Jackie Cooper, the man best known to our generation as Perry White in the four Superman films starring Christopher Reeve, died on Tuesday at the age of 88.
But Cooper was known for far more than the sardonic editor of the Daily Planet. Long before he tangled with Clark Kent and co, he was a child star who went on to enjoy a 60-year acting career.
Born in LA in 1922, he got his start in silent films and became a child favourite appearing in Our Gang shorts. But his really big break was getting cast in Skippy, based on a comic strip. His performance in the title role earned Cooper an Oscar nomination at the tender age of nine, and his record stands today as both the first child actor to score a nomination and still the youngest in history.
Skippy and its sequel, Spooky, helped propel him to stardom and he began a healthy run of movies including The Champ, The Bowery and 1934’s version of Treasure Island.
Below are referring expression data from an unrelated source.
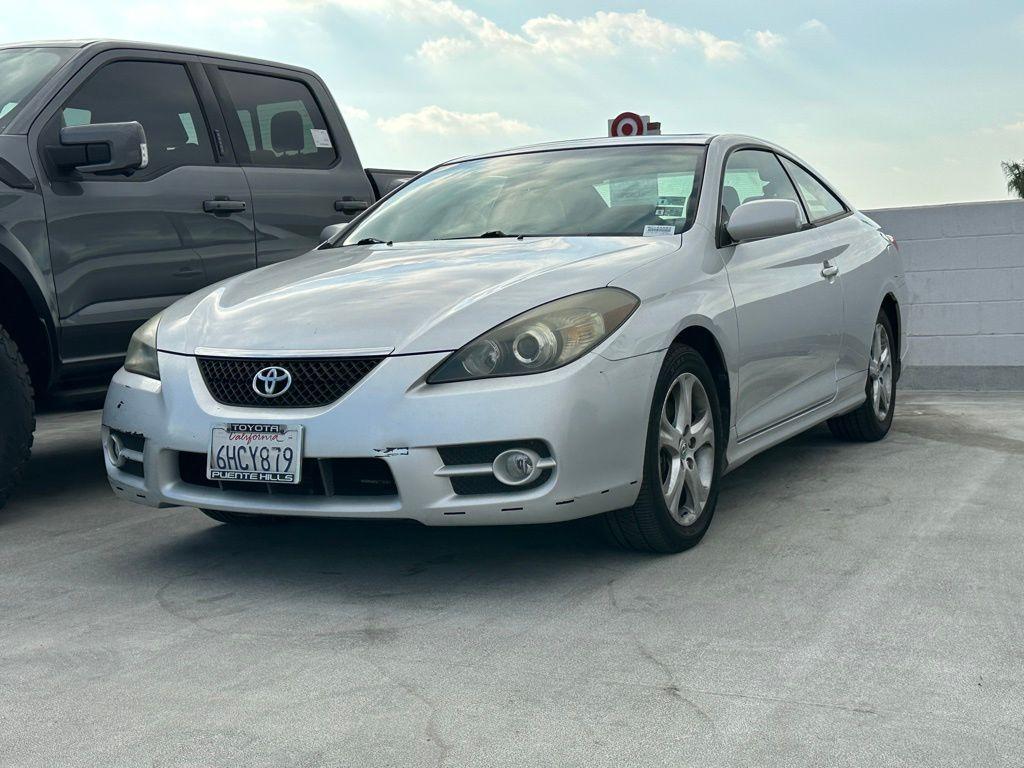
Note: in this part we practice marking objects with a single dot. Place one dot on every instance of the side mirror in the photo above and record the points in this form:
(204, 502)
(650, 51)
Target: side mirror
(103, 147)
(331, 231)
(764, 218)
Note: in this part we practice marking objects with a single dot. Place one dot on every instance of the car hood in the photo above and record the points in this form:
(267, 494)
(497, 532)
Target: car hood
(408, 298)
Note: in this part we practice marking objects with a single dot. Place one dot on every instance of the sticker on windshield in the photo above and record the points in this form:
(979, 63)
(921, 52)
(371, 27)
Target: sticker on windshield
(321, 137)
(655, 230)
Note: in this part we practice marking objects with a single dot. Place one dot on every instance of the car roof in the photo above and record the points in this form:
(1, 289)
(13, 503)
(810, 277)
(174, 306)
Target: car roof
(96, 45)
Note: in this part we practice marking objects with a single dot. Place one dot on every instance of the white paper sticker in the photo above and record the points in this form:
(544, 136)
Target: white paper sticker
(654, 230)
(321, 137)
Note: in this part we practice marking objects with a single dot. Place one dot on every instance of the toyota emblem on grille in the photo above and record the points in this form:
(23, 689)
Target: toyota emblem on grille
(271, 381)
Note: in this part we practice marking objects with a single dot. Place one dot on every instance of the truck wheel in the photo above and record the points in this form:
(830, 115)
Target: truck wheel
(17, 416)
(241, 518)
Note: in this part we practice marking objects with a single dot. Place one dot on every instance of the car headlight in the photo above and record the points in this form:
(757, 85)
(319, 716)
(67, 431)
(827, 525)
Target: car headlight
(545, 338)
(141, 356)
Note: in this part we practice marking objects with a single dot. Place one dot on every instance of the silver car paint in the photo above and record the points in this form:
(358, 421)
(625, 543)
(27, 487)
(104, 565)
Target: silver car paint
(796, 345)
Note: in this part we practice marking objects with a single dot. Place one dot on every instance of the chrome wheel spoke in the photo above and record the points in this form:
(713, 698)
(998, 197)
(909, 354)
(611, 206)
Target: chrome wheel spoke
(704, 432)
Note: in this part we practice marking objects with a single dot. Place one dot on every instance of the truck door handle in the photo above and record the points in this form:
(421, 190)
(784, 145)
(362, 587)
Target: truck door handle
(223, 205)
(348, 205)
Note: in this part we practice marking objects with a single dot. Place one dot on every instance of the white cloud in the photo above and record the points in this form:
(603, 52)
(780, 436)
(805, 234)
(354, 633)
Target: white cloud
(442, 48)
(443, 122)
(768, 41)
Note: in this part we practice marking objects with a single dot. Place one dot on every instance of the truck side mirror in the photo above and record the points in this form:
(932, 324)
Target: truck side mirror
(102, 147)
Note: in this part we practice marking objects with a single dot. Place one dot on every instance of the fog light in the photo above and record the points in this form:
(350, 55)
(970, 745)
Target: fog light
(115, 450)
(517, 467)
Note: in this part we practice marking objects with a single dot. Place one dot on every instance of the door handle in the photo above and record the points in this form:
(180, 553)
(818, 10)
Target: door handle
(348, 205)
(222, 205)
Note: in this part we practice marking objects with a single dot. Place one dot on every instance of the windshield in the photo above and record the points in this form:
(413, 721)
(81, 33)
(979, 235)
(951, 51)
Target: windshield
(22, 72)
(597, 190)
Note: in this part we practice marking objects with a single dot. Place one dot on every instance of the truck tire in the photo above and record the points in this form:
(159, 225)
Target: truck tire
(17, 416)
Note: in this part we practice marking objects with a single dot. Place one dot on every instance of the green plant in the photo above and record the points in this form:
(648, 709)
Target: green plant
(1015, 178)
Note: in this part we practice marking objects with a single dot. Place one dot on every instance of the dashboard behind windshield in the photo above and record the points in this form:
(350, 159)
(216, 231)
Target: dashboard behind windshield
(22, 72)
(605, 190)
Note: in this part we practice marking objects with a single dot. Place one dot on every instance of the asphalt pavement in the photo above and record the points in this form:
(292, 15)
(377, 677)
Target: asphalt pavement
(851, 605)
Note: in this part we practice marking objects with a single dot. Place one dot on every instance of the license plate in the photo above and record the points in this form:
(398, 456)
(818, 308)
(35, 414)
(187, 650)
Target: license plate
(255, 453)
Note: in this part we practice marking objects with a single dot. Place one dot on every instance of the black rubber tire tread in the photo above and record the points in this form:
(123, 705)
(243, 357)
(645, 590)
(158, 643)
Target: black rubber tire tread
(241, 518)
(647, 526)
(17, 416)
(862, 425)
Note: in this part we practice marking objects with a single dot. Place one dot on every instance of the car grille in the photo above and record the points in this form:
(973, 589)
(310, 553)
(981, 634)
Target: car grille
(485, 453)
(315, 381)
(329, 477)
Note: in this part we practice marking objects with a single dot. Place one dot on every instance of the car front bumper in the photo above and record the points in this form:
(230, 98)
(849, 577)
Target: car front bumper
(592, 415)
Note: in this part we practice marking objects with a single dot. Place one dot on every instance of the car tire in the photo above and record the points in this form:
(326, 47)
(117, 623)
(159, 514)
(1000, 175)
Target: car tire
(875, 416)
(653, 523)
(241, 518)
(17, 417)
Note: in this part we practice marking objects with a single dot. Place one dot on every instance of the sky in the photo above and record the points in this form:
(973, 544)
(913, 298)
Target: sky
(896, 101)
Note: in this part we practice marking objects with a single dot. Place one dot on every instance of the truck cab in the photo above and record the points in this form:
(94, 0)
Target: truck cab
(133, 174)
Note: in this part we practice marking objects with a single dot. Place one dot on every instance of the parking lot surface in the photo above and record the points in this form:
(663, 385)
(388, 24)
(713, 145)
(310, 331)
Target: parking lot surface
(852, 604)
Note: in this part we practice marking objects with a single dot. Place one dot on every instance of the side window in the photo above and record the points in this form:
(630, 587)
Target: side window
(158, 94)
(754, 174)
(820, 203)
(280, 121)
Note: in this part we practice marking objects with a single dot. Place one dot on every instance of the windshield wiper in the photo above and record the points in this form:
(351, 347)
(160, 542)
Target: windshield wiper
(489, 233)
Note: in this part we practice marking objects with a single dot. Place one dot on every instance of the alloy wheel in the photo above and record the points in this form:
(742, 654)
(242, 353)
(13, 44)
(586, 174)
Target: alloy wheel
(686, 449)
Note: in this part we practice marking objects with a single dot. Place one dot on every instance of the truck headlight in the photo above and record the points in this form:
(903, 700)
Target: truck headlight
(544, 338)
(141, 356)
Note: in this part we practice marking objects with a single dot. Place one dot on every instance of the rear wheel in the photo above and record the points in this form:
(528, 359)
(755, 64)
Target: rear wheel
(241, 518)
(17, 416)
(871, 421)
(682, 461)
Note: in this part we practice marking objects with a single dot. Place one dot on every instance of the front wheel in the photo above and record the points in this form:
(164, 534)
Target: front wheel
(871, 421)
(17, 417)
(682, 461)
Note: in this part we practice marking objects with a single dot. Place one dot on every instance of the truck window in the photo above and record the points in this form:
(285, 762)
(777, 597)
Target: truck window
(821, 204)
(279, 120)
(158, 94)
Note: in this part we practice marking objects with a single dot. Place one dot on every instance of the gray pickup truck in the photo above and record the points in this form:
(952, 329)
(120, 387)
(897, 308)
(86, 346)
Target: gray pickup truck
(132, 174)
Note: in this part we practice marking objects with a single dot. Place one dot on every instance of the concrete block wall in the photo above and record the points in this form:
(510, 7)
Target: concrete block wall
(965, 270)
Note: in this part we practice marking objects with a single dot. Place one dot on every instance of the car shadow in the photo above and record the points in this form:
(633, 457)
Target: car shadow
(394, 558)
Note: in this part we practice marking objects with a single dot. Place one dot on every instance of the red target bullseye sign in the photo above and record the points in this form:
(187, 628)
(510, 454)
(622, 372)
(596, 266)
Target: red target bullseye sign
(627, 124)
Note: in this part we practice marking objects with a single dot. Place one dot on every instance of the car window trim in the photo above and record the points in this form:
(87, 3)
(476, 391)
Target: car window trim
(699, 170)
(82, 77)
(242, 152)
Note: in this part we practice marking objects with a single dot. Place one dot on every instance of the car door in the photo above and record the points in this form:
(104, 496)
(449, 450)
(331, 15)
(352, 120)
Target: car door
(122, 248)
(788, 313)
(298, 158)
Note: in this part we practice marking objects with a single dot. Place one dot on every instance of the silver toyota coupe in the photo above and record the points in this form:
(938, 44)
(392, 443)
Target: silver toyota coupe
(591, 328)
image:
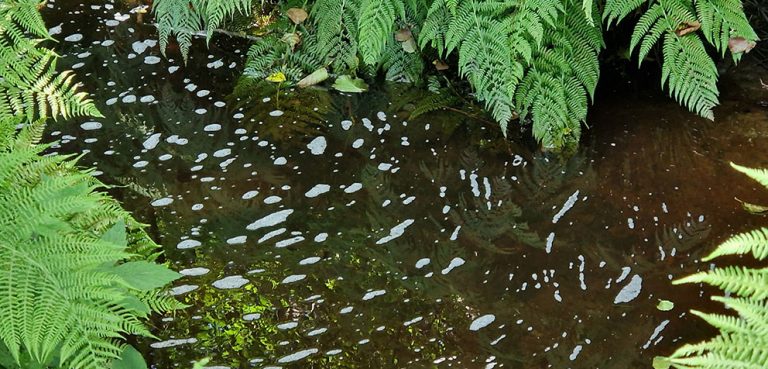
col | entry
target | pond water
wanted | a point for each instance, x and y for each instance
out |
(330, 231)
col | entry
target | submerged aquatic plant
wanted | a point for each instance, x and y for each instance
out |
(742, 340)
(74, 274)
(534, 59)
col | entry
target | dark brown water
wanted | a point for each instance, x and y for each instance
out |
(330, 231)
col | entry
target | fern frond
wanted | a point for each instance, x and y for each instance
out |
(754, 242)
(722, 20)
(690, 74)
(375, 27)
(434, 101)
(742, 281)
(759, 175)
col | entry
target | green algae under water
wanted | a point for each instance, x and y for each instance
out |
(330, 231)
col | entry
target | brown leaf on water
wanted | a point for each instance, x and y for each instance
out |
(740, 45)
(688, 27)
(403, 35)
(297, 15)
(440, 65)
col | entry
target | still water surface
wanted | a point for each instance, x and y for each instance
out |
(331, 231)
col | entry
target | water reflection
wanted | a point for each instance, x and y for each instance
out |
(332, 231)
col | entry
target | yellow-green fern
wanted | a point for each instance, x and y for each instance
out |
(743, 339)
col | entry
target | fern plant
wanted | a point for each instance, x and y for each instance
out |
(70, 287)
(30, 84)
(742, 340)
(527, 59)
(183, 18)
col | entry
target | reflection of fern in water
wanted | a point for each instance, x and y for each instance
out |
(491, 227)
(683, 237)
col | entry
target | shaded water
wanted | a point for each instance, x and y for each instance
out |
(331, 231)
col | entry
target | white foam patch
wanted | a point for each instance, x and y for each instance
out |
(317, 146)
(396, 231)
(91, 126)
(188, 244)
(296, 356)
(293, 278)
(172, 343)
(373, 294)
(455, 263)
(185, 288)
(567, 206)
(231, 282)
(194, 272)
(288, 242)
(239, 240)
(630, 291)
(165, 201)
(152, 142)
(317, 190)
(250, 194)
(270, 220)
(482, 322)
(353, 188)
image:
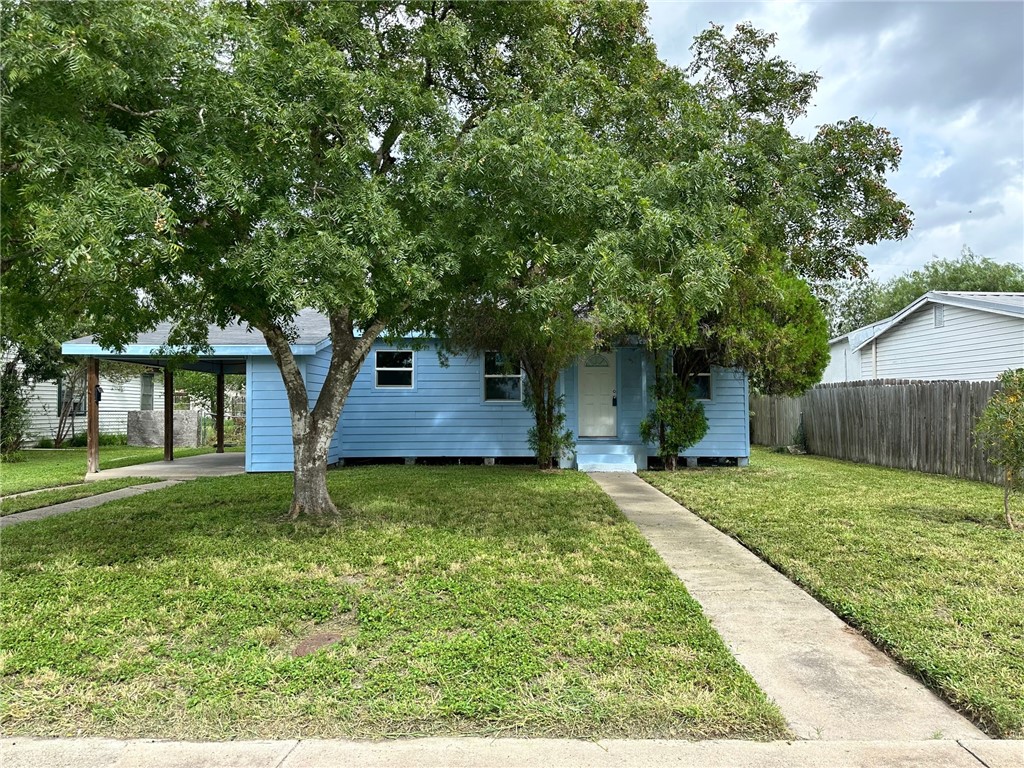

Teen roles followed, but then came World War Two, and Cooper signed up for the Navy and eventually rose to the rank of Captain. But once the conflict was over, Cooper’s experiences in Hollywood were not so rosy – he switched his attention over to touring theatre companies and Broadway, while also finding plenty of work in live TV.
He worked behind the camera too, serving as a development executive at Columbia Pictures Television in the 1960s and then stepping in to direct TV shows, including such series as M*A*S*H, Cagney & Lacey and Quincy, M.E. He scored Emmys for his work in TV.
Though he enjoyed a successful, if occasionally patchy career, he never wanted his children to enter the business and part of his autobiography, Please Don’t Shoot My Dog, was based on his less enjoyable experiences as a child actor.
He’s survived by two of his children.